Take the aforementioned ‘Acid Ali Khan,’ for example. Its banging pop refrain obsesses over the ‘dark matter of life,’ pointing to the potential of courses ‘unintended, undiscovered’ in a way that seems to express the allure of the hidden. Later, Tucker and O’Sullivan sound like they’re pushing us towards something both obscure and exciting with the cryptic lines: ‘Overhead our lines are heading out / to greet the new dark as our fingers lock.’ Though it’s difficult to say what they’re actually going on about, it sure as hell sounds inviting, and the near-maddening catchiness of the melodies helps this allure no end. ‘Strange The Friends,’ meanwhile, though still couched in the album’s metaphysical setting, feels somewhat closer to home, with talk of ‘familiar forms recurring’ and ‘golden embraces’ suggesting an altogether homelier kind of mysticism.

Most important, however, is the fact that Furfour finds Grumbling Fur in a liminal space that they’ve created all on their own. Neither pandering to chart pop’s cheap thrills or to the sometimes insular world of the experimental milieu from which they emerged, it distils both mainstream and underground concerns without existing in either of those worlds.

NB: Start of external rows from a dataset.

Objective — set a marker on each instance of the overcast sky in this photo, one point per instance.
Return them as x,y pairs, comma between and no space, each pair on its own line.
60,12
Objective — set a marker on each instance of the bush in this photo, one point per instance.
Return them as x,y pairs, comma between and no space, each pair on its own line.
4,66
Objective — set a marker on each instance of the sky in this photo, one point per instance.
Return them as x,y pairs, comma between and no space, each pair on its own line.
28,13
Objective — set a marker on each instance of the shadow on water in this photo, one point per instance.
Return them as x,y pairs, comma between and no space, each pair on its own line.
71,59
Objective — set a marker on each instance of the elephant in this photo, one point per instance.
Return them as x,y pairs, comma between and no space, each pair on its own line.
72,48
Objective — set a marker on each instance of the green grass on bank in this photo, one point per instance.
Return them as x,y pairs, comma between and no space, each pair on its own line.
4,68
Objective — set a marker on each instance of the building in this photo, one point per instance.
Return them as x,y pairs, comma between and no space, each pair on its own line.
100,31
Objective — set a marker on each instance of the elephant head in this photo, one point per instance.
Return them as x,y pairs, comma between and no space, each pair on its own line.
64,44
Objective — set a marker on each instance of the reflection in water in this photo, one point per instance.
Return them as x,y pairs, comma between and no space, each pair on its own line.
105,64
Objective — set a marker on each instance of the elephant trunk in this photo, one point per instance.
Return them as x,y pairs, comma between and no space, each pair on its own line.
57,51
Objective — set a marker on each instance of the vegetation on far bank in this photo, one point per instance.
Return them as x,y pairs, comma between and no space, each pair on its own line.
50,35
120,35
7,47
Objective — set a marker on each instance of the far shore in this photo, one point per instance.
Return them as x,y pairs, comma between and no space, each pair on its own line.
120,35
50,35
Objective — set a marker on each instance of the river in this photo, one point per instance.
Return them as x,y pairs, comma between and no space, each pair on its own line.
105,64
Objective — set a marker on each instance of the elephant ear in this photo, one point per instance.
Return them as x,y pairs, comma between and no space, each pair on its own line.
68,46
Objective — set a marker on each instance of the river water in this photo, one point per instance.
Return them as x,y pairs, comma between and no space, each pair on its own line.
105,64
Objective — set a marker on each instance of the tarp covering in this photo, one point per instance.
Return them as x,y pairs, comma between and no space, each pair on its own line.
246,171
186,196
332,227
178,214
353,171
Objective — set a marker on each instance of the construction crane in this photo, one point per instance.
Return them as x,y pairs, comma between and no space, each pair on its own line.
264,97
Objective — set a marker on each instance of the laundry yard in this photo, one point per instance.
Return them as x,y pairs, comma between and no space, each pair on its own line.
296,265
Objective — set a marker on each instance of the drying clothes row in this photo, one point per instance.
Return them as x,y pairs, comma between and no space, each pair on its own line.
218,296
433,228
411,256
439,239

Daniel O’Sullivan has always thought big, from his forays with Sunn O))) and Ulver to his more recent work as one half of Laniakea, but it’s also nice to see how the latent Weird Pop sensibilities of Alexander Tucker’s outsider folk output has been allowed to take centre stage. With Furfour the duo has altogether eschewed contemporary psychedelia’s hackneyed reliance on drones and heaviosity, and in doing so have made a powerful case for catchy tunes as a vehicle for mind-expanding music. All the more potent for its weirdness, Grumbling Fur’s idiosyncratic take on pop proposes a new way of doing things, one that many of today’s so-called ‘alternative’ and ‘underground’ musicians can surely learn from.